O senador Rand Paul: Paul votou a favor de todas as resoluções sobre poderes de guerra em que participou, exceto uma, na qual votou “presente” para “dar ao presidente mais espaço e influência para negociar uma paz duradoura”, conforme declarou no X. Sua posição sobre a guerra e a responsabilidade do Congresso em autorizá-la permaneceu firme, no entanto.

“A guerra não deveria ter começado sem a permissão do Congresso”, disse Paul em junho. “Continuo votando para retirar esse poder e para garantir que a autoridade constitucional permaneça com o Congresso.” Paul foi o único republicano a votar em várias resoluções anteriores e malsucedidas sobre poderes de guerra.

Trump criticou Paul por chamá-lo de ótimo, mas rompeu com o restante de seu partido em uma das medidas no início de março. “Vote em nós e não me chame de ótimo”, disse Trump. “Prefiro o voto do que a declaração.” O presidente também repreendeu Paul e os outros senadores republicanos que votaram a favor da resolução aprovada no mês passado, após o que o senador do Kentucky mudou seu voto para “presente” em outra medida semelhante.

Paul não votou na resolução de quinta-feira.

A senadora Lisa Murkowski: Murkowski também se opôs a resoluções anteriores sobre poderes de guerra, afirmando que Trump deveria receber aprovação para ações militares no Irã, mas que uma retirada total não seria benéfica. “Não há dúvida de que o presidente deveria ter buscado a autorização do Congresso antes de atacar o Irã nessa escala, trazendo também nossos aliados com antecedência, já que agora eles estão igualmente em perigo”, disse a senadora do Alasca em um comunicado no início de março.

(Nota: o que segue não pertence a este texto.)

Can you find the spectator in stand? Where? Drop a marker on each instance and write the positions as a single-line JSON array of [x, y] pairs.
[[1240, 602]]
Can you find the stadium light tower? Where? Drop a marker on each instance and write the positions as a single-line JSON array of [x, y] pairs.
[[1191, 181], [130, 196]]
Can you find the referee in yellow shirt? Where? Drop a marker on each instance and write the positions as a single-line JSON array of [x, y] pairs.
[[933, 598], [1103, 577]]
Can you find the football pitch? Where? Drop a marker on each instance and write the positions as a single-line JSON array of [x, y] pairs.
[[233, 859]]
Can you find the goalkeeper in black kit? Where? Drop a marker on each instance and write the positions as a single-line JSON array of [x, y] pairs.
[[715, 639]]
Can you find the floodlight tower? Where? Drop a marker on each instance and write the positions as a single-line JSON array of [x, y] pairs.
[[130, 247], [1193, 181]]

“No entanto, a cessação abrupta de todas as operações ofensivas não deixaria nenhum americano – soldado, diplomata ou civil – no Oriente Médio em uma posição mais segura.” Ela também votou “não” em outra resolução em abril, embora tenha dito que a resposta “não é um cheque em branco para outra guerra sem fim”.

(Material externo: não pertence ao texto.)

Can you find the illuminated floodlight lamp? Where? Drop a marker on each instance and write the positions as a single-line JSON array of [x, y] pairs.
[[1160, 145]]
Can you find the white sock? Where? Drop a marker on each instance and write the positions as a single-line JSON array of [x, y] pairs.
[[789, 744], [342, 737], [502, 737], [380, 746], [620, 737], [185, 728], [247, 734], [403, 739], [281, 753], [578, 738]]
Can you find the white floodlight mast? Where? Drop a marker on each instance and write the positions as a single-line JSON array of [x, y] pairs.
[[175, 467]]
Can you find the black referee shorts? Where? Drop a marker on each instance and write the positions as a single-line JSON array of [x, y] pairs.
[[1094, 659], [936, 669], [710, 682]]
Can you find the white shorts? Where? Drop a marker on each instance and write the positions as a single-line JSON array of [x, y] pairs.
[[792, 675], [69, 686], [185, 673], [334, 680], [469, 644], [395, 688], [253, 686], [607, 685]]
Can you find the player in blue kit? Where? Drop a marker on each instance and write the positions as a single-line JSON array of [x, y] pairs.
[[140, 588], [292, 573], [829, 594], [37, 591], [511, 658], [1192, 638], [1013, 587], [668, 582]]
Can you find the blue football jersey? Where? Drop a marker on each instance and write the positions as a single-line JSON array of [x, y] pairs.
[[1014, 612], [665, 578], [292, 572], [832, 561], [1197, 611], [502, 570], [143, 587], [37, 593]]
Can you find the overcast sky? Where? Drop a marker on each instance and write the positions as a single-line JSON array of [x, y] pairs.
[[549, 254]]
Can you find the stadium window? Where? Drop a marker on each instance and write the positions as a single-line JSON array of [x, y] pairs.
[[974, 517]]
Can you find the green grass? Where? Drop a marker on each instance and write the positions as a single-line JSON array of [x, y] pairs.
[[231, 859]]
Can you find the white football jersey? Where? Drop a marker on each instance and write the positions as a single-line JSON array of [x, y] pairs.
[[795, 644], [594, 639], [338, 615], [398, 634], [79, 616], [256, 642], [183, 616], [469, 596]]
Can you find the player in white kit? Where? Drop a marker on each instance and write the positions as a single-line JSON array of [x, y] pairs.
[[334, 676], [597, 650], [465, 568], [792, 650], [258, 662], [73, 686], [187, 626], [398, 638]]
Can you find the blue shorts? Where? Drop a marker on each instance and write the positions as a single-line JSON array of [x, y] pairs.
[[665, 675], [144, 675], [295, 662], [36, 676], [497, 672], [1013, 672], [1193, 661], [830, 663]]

No entanto, assim como Collins, ela mudou de postura. Desde maio, Murkowski tem oferecido apoio contínuo a medidas para restringir os poderes de guerra de Trump. Ela não votou na resolução de quinta-feira.

O senador Bill Cassidy: Cassidy expressou apoio ao desmantelamento do programa nuclear do Irã — que Trump afirmou ser o principal objetivo de sua guerra —, mas disse em maio que o Congresso foi deixado “no escuro” em relação ao conflito.

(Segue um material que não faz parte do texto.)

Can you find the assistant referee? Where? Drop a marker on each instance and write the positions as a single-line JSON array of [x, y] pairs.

“Até que a administração forneça clareza, nenhuma autorização ou prorrogação do Congresso pode ser justificada”, disse Cassidy. Após perder as primárias republicanas para sua vaga para um oponente apoiado por Trump, o senador da Louisiana criticou o memorando de entendimento assinado por Trump e líderes iranianos no mês passado, chamando-o de “o pior erro de política externa em décadas”.

“As ambições nucleares do Irã não foram contidas, e eles aprenderam que ameaçar o Estreito de Ormuz funciona e, sem dúvida, vão explorar isso no futuro”, escreveu ele no X em junho. “Agora, o Irã pode construir novas infraestruturas sob este acordo.” Cassidy votou a favor da resolução de poderes de guerra aprovada em junho.

Mas logo depois, ele votou contra outra medida, após Trump pressionar a ele e aos outros dissidentes republicanos. Cassidy disse que as autoridades lhe apresentaram um “plano plausível” para a guerra que se avizinha no Irã. Ele se juntou à maioria de seus colegas republicanos na votação contra o avanço da resolução na quinta-feira.